I have already read this, this, this and many other stuff around this issue...but I didn't get it solved. I also tried running the script on a different machine and OS and even use a different internet connection.
My current workaround is to use silenium (which is indeed faster), but I would like to solve the problem with the request module.
Can anyone help?
Here is my example code:
import requests
from datetime import datetime
url = 'https://www.tink.de'
headers = {
'user-agent': ('Mozilla/5.0 (Macintosh; Intel Mac OS X 10_10_5) '
'AppleWebKit/537.36 (KHTML, like Gecko) '
'Chrome/45.0.2454.101 Safari/537.36')
}
print('Process started! ' + str(datetime.now()))
r = requests.get(url, headers=headers) # I also tried with stream=True
print(r.content)
print('Process finished! ' + str(datetime.now()))

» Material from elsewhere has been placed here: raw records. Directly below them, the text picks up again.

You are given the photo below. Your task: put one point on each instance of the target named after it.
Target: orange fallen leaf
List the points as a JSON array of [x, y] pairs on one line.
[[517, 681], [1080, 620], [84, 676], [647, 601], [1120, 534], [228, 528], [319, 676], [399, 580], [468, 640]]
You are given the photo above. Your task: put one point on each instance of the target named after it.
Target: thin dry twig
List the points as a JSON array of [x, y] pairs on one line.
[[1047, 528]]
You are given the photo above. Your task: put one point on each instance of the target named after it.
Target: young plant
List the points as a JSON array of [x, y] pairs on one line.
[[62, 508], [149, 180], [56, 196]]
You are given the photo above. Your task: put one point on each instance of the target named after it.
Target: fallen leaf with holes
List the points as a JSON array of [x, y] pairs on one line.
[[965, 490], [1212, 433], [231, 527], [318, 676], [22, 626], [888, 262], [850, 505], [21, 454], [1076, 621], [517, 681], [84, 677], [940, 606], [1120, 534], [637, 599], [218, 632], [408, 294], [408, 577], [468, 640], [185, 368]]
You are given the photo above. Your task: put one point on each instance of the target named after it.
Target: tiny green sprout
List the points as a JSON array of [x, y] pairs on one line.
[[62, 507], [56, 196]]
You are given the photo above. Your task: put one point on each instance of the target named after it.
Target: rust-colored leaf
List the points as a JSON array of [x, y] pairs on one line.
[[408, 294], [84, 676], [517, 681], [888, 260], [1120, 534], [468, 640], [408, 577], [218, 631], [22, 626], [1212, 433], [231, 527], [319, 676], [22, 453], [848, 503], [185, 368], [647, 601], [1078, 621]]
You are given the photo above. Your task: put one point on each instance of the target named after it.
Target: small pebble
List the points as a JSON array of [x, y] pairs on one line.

Update, here is my response header:
{'Date': 'Sun, 10 Feb 2019 22:27:15 GMT', 'Content-Type': 'text/html; charset=UTF-8', 'Content-Length': '69400', 'Connection': 'keep-alive', 'Server': 'nginx/1.10.3 (Ubuntu)', 'X-Frame-Options': 'SAMEORIGIN', 'X-Aoestatic-Action': 'cms_index_index', 'X-Tags': 'PAGE-14-1', 'X-Aoestatic': 'cache', 'X-Aoestatic-Lifetime': '86400', 'X-Aoestatic-Debug': 'true', 'Expires': 'Mon, 30 Apr 2008 10:00:00 GMT', 'X-Url': '/', 'Cache-Control': 'public', 'X-Aoestatic-Fetch': 'Removed cookie in vcl_backend_response', 'Content-Encoding': 'gzip', 'Vary': 'Accept-Encoding', 'X-Varnish': '134119436 128286748', 'Age': '33396', 'Via': '1.1 varnish-v4', 'X-Cache': 'HIT (2292)', 'Client-ip': '10.XX.XX.XX', 'Accept-Ranges': 'bytes'}
Thanks a lot for your help!